Senator from Ryazan Oblast
- In office 17 June 2020 – 21 September 2022
- Preceded by: Oleg Kovalyov
- Succeeded by: Nikolay Lyubimov

Personal details
- Born: Irina Petina 31 August 1972 (age 53) Ryazan, Russian Soviet Federative Socialist Republic, Soviet Union
- Alma mater: Ryazan State University

= Irina Petina =

Russian politician (born 1972)

Irina Aleksandrovna Petina (Ирина Александровна Петина; born 31 August 1972) is a Russian politician who served as a senator from Ryazan Oblast from 2020 to 2022.

== Career ==

Irina Petina was born on 31 August 1972 in Ryazan. In 2003, she graduated from the Ryazan State University. Since 1994, she occupied different positions in the regional health department, later headed the department's legal service. From 2011 to 2020, she served as Deputy Minister of Health of the Ryazan Oblast.
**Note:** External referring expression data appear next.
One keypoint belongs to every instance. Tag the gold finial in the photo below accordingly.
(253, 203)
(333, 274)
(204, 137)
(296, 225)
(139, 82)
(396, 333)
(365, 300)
In 2020, Petina left this position to represent Ryazan Oblast in the Federation Council. Her term of office in the Federation Council expired in September 2022.

==Sanctions==
Irina Petina is under personal sanctions introduced by the European Union, the United Kingdom, the United States, Canada, Switzerland, Australia, Ukraine, New Zealand, for ratifying the decisions of the "Treaty of Friendship, Cooperation and Mutual Assistance between the Russian Federation and the Donetsk People's Republic and between the Russian Federation and the Luhansk People's Republic" and providing political and economic support for Russia's annexation of Ukrainian territories.